It's Called Achilles At MELT Festival – Open Letter On Camp And Campiness In The Regions

'It’s Called Achilles' is a solo contemporary dance work, performed by Michael Smith with live accompaniment from composer Felix Sampson.

'It's Called Achilles'

In this dance work, Michael morphs camp archetypes with depictions of self, and puts the body on show in the name of liberation and all that is camp.

'It's Called Achilles' is being presented as part of MELT Festival at Brisbane Powerhouse, a queer festival celebrating all things LGBTQIA+ in the arts and music.
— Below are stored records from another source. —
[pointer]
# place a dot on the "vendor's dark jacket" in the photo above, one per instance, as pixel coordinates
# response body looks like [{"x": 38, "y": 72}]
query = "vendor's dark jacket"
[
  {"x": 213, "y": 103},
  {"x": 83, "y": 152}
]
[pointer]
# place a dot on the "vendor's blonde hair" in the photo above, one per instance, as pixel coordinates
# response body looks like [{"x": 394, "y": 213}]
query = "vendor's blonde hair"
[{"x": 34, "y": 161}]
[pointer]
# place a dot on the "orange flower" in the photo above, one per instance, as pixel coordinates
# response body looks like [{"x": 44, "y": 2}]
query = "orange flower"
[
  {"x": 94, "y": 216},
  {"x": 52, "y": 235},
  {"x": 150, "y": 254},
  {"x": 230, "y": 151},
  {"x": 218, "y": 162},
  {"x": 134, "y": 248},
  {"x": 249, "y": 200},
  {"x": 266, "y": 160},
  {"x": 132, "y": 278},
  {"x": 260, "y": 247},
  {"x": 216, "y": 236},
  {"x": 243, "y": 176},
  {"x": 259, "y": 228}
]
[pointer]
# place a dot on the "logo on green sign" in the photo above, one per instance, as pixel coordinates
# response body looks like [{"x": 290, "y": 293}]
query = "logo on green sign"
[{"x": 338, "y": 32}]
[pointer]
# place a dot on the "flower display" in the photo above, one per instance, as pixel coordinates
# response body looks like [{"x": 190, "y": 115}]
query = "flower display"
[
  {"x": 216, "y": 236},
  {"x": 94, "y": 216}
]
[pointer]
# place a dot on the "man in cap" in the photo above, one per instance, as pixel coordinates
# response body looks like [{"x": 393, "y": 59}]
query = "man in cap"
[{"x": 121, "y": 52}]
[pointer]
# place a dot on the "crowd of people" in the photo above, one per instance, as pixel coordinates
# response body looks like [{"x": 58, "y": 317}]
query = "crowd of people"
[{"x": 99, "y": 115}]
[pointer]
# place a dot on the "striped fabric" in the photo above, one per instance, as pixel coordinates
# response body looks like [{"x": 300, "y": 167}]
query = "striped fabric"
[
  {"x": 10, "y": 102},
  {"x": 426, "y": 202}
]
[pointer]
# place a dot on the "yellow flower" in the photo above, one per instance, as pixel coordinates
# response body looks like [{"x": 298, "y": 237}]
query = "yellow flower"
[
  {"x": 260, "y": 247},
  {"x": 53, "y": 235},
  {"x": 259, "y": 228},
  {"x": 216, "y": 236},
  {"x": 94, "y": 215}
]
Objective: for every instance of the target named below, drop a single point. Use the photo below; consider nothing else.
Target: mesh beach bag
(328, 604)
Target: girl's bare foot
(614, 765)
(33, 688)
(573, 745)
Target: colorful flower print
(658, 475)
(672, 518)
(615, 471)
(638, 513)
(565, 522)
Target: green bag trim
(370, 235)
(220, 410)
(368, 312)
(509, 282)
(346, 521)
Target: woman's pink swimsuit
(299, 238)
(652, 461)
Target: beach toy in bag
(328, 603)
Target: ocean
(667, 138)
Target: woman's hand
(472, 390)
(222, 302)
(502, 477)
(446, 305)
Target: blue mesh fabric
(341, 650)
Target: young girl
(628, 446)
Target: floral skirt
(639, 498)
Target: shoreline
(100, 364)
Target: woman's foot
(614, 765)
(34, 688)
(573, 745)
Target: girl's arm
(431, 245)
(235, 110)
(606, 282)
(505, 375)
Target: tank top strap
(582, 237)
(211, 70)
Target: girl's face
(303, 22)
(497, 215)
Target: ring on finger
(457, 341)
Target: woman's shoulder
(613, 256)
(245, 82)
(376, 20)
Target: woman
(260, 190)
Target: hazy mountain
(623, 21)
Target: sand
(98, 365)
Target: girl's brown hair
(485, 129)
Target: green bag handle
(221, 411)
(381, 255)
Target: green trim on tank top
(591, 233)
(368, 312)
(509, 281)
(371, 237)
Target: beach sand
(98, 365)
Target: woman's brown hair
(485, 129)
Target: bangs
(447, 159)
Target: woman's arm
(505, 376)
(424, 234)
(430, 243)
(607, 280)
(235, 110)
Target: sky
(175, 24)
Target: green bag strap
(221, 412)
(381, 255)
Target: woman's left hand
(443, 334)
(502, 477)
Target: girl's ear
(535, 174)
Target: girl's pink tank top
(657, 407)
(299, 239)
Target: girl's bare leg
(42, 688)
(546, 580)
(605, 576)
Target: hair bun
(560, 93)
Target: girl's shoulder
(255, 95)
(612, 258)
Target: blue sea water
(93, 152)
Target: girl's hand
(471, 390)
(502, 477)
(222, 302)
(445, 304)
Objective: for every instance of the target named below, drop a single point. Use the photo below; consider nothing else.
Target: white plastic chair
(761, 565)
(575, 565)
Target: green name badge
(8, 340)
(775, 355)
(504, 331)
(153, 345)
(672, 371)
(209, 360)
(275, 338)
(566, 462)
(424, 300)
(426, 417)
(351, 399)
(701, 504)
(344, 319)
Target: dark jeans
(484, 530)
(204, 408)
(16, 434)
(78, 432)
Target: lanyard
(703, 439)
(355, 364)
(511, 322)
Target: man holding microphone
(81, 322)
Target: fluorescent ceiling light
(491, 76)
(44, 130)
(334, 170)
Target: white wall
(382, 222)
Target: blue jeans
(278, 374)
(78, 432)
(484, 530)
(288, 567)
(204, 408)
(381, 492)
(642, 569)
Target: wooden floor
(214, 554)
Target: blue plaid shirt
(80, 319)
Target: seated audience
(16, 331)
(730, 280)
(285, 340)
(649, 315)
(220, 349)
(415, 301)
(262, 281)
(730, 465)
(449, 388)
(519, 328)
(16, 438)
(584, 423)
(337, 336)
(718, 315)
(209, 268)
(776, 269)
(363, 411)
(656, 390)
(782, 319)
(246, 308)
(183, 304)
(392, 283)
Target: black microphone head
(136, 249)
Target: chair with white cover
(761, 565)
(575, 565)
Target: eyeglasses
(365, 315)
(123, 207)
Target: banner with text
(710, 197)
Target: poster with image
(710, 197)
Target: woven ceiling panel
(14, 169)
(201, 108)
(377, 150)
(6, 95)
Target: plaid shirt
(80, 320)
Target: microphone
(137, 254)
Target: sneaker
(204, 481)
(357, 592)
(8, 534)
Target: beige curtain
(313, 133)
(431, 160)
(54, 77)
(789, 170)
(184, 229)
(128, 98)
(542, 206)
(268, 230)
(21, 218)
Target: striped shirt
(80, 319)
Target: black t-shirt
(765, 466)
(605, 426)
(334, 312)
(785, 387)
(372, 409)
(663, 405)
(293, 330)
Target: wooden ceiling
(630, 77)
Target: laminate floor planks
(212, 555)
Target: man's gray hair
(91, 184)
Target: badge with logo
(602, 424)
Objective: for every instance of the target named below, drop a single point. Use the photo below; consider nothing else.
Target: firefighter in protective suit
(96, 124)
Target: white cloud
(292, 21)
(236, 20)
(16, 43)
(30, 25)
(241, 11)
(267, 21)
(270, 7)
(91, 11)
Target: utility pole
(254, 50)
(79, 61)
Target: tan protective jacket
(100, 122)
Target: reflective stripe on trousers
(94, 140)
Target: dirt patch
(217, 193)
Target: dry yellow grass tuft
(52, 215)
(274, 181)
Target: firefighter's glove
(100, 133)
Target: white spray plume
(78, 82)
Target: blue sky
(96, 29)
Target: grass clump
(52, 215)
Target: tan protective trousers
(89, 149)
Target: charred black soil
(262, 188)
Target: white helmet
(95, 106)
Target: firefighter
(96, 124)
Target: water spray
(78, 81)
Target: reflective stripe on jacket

The performance is a celebration and sequestering of traditional ideals, in liberation of queerness.

Here, 'It's Called Achilles' performer Michael Smith pens an open letter 'on camp and campiness in the regions'.

“Have you ever seen a lamp that is overrun with bedazzled trimming, nested upon a centre pole that looks a little too much like something you’d buy from an adult store which you thought you could use but actually you’re incredibly intimidated (and mildly under qualified) and don’t have the time to commit to expending that much intimacy on an inanimate object for it to feel ‘good’ eventually. . . *exhales*. . . Of which someone has purchased from a Lifeline store, bulb-less, to then personally insert a pink 'fairy floss' bulb and place the lamp on a bench stool beside their couch as a kind of lounge room feature? That’s called, camp.

Now I don’t own this lamp, but I know it. The audaciously naive sense of style, aesthetic and character. To quote Susan Sontag’s ‘Notes on Camp’: “It is not a lamp, but a 'lamp'; not a woman, but a 'woman'. . . It is the love of the exaggerated, the 'off', of things-being-what-they-are-not.”

This approach to camp, to campiness, is what housed the creation of ‘It’s Called Achilles’ for Dancenorth’s season of ‘Tomorrow Makers 4’ in 2021.

As a queer person currently living in Townsville (Gurrumbilbarra), things are often what-they-are-not, or they are not what they could be. The way I hold, carry and experience queerness differs to how I have experienced it in the past because of overriding structures and behavioural habits/expectations of the dominant culture. Townsville is an army town, Townsville is masc. There is a lack of representation and conversation, a lack of community due to a history of oppression.

For context, in 1999 the CBD office of the Queensland AIDS Council was bombed, a staff member was stabbed and members of the LGBTQIA+ community were stalked and physically assaulted. Now this is extreme, an example of a hate crime, and this was 23 years ago, and we have progressed (thank the Lords). But the constant gaze of onlookers with disapproving mutterings, the subtle fear of putting your same-sex partner's name on a rental application, the reluctance of going to a mechanic (and not because I know little about the inner workings of cars), speaks to something being slightly 'off', and not in the ways that make it beautifully camp.

'It’s Called Achilles' is a response and a rebuttal to this. A liberation and a cathartic, explosive expulsion of a queer body in a regional place. It was an attempt at reaching a community I had not yet located, an attempt at arriving in a place with an unapologetic 'bang', an attempt at revealing a true self within the swirling, extreme, humorous and OTT forms of CAMP.

Think Donna Summer meets Underworld meets club kid meets damsel. Come and play!”


'It's Called Achilles' plays Brisbane Powerhouse as part of MELT Festival 23-26 November.